Fatal Python error: Segmentation fault, when training t5x-XXL on a TPU Pod v3-32 #340

LeoLaugier · 2022-03-10T17:23:07Z

Hi,

I was able to train and infer prompt tuning with t5x-XXL on a TPU Pod v3-32 for my custom task defined from a TSV file, but I am seeing now an error and can't understand it.

I follow the instructions from prompt tuning to train and infer Prompt on a Pod Slice, except that the last libtpu_release gives an error TPUEmbeddingEngineState_Create not available in this library. so I install the release from February 15, 2022.

I run the following script


MODEL_DIR=${1:-${MODEL_DIR}}
TFDS_DATA_DIR=${2:-${TFDS_DATA_DIR}}

if [ -z ${MODEL_DIR} ] || [ -z ${TFDS_DATA_DIR} ]; then
                  echo "usage: ./rec_sys.sh gs://your-bucket/path/to/model_dir gs://your-bucket/path/to/tfds/cache"
                              exit 1
fi

T5X_DIR="`python3 -m prompt_tuning.scripts.find_module t5x`/.."
FLAXFORMER_DIR="`python3 -m prompt_tuning.scripts.find_module flaxformer`/.."
PROMPT_DIR="`python3 -m prompt_tuning.scripts.find_module prompt_tuning`/.."
echo "Searching for gin configs in:"
echo "- ${T5X_DIR}"
echo "- ${FLAXFORMER_DIR}"
echo "- ${PROMPT_DIR}"
echo "============================="
PRETRAINED_MODEL="gs://t5-data/pretrained_models/t5x/t5_1_1_lm100k_xxl/checkpoint_1100000"

python3 -m t5x.train \
                  --gin_search_paths="${T5X_DIR},${FLAXFORMER_DIR},${PROMPT_DIR}" \
                  --gin_file="prompt_tuning/configs/models/t5_1_1_xxl_prompt.gin" \
                  --gin_file="prompt_tuning/configs/runs/prompt_finetune.gin" \
                  --gin.MODEL_DIR="'${MODEL_DIR}'" \
                  --gin.BATCH_SIZE="16" \
                  --gin.MIXTURE_OR_TASK_NAME="'yelp'" \
                  --gin.MIXTURE_OR_TASK_MODULE="'task_dir.mytasks'" \
                  --gin.TASK_FEATURE_LENGTHS="{'inputs': 512, 'targets': 8}" \
                  --gin.USE_CACHED_TASKS="False" \
                  --gin.INITIAL_CHECKPOINT_PATH="'${PRETRAINED_MODEL}'" \
		  --gin.partitioning.PjitPartitioner.model_parallel_submesh="(4, 4, 1, 2)" \
                  --gin.TRAIN_STEPS="1_100_010" \

and get the following errors:
First:


tensorstore/internal/oauth2/google_auth_provider.cc:163: Credentials file not found.
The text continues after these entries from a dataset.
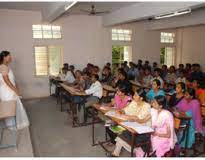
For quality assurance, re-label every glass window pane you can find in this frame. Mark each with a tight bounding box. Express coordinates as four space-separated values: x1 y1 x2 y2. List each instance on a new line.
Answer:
32 25 41 30
48 46 61 75
33 30 43 38
52 26 61 31
34 47 48 76
53 31 61 38
43 31 52 38
43 25 51 30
NOT_FOUND: $GOOGLE_APPLICATION_CREDENTIALS is not set or corrupt. 

tensorstore/internal/oauth2/google_auth_provider.cc:168: Credentials file not found. NOT_FOUND: Could not find the credentials file in the standard gcloud location [/home/leojlaugier/.config/gcloud/application_default_credentials.json] 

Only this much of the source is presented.